Başbakan Yıldırım, sözlerini şöyle sürdürdü:
"Halk oylamasından sonra Türkiye'yi tutabilene aşk olsun. Ekonomisiyle üretimiyle istihdamıyla evelallah gelecek bizim. Türkiye'ye içeride, dışarıda niye saldırıyorlar, düşündünüz mü? Türkiye, son 15 yıldır uydu devlet değil, dümen suyuna giren bir ülke değil, kararını kendi veren bir ülke. Başkalarının verdiği kararları uygulayan bir ülke değil. Açıkça kıskanıyorlar. Ne yaparlarsa yapsınlar, bu topraklarda ayakta durmanın bir bedeli var, ya o bedeli ödeyeceğiz ya da dünya tarihinden yok olacağız. Biz güçlü olmaya mecburuz. Her yönüyle kendi kendine yeten bir ülke olmaya mecburuz. Bunun için daha çok çalışacağız, daha çok üreteceğiz, gayret edeceğiz. Kardeşliğimizi daha da kuvvetli hale getireceğiz."

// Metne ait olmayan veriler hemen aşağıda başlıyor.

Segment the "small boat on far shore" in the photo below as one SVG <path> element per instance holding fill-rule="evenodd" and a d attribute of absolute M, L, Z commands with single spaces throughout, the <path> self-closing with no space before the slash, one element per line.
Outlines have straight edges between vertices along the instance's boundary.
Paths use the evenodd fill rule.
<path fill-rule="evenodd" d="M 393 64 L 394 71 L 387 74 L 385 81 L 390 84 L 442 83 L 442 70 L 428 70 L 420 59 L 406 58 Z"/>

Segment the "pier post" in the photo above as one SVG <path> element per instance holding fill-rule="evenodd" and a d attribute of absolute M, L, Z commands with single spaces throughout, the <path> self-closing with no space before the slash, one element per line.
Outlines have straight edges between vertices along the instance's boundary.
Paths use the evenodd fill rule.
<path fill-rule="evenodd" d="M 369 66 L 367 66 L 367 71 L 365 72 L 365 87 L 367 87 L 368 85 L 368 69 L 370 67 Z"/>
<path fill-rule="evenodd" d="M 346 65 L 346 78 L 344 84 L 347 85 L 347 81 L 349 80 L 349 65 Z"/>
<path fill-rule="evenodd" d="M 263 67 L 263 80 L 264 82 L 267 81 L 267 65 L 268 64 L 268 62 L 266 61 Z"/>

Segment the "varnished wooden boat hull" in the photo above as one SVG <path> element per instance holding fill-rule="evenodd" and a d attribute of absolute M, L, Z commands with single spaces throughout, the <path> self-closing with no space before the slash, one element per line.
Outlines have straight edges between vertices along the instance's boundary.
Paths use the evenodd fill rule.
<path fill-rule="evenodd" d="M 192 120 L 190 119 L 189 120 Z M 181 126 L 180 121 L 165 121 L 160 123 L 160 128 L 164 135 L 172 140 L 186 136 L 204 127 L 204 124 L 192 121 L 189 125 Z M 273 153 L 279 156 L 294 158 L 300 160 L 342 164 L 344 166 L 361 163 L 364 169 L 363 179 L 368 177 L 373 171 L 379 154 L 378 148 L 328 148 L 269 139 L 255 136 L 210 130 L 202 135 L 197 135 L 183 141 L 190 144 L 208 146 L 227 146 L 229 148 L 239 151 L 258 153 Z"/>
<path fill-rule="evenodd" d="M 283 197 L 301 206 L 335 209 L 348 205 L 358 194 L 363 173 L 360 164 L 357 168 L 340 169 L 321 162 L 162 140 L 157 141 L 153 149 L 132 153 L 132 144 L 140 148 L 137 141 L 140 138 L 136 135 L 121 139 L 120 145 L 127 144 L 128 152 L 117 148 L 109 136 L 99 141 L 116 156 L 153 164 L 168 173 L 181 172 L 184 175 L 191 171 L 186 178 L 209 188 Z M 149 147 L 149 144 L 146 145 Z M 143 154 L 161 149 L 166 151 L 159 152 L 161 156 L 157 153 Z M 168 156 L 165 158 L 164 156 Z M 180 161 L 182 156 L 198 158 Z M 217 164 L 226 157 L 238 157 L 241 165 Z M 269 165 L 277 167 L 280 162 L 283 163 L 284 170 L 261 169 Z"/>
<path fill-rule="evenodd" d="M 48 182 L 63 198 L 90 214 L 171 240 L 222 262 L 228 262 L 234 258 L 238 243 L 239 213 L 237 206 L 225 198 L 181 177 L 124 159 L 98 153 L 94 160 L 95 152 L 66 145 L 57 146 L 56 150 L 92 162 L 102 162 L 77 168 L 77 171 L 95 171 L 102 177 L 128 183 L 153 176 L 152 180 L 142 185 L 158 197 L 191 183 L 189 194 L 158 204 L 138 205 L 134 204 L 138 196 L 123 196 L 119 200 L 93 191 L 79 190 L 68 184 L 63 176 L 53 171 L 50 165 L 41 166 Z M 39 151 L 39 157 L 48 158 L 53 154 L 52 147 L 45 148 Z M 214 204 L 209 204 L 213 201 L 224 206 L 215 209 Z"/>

Kendilerine "Millet size her istediğinizi veriyor, niye bu işlere giriyorsunuz. Böyle gitsin." diyenlerin bulunduğunu aktaran Yıldırım, bunun dönemsel bir durum olduğunu söyledi. Yıldırım, "Biz 7 Haziran'da bu ülkenin neyle karşılaşabileceğini gördük. O halde işi şansa bırakamayız. Bu sistem iktidarı vekillerden alıyor, sandıkta milletin kendisi belirliyor. İktidarı sandıkta siz belirleyeceksiniz." şeklinde konuştu.
BU SİSTEMLE SANDIKTA HÜKÜMET KURULUYOR
Başbakan Yıldırım, 94 yıldan beri 65 hükümetin iş başına geldiğine ve bazı hükümetlerin 17 ay dayandığına dikkati çekerek, şunları kaydetti:
"Peki 17 ayda hangi planı yapacaksınız, hangi işi yapacaksınız, hangi projeyi gerçekleştireceksiniz? Mümkün mü? Onun için Türkiye tek başına güçlü iktidarlarda hep büyümüş daha sonra güçlü iktidarlar yok olunca 10 sene büyüyorsun, 10 sene sonra bütün büyüdüklerin geri gidiyor, tekrar sıfırdan başlıyorsun. 50'den beri hep öyle. 
50-60 kazandık, 60-70 kaybettik, 70-80 yine kaybettik, 80-90 kazandık, 90-2 bin kaybettik. Allah'a şükür 2002'den beri hep kazanıyoruz ama artık bunu şansa bırakmayalım. Öyle bir şey getirelim ki millet sandıkta hükümeti kursun. Bu sistemle sandıkta hükümet kuruluyor. 'Kim olacak, ülkeyi kim yönetecek' diye bir derdimiz olmuyor. Ne yapacaksınız? İki sandık var, birine cumhurbaşkanını seçeceksiniz, birine de vekilleri seçeceksiniz. Aynı gün. Sonra 5 sene verdiği sözleri yapacak. İyi çalıştı, iyi yaptı, bir daha seçeceksiniz ama üçüncü yok. Hani nerede padişahlık, nerede diktatörlük? Diktatörlükte böyle bir şey var mı? Efendim tek adam. Ne olacak, iki tane mi cumhurbaşkanı olacak? Böyle bir şey var mı? Nevşehir'e bir tane belediye başkanı yetmiyor, bir tane daha yanına koyalım. CHP, bugünlerde HDP ile çok haşır neşir olduğu için eşbaşkanlık alışkanlığı onlara da geçmiş gözüküyor."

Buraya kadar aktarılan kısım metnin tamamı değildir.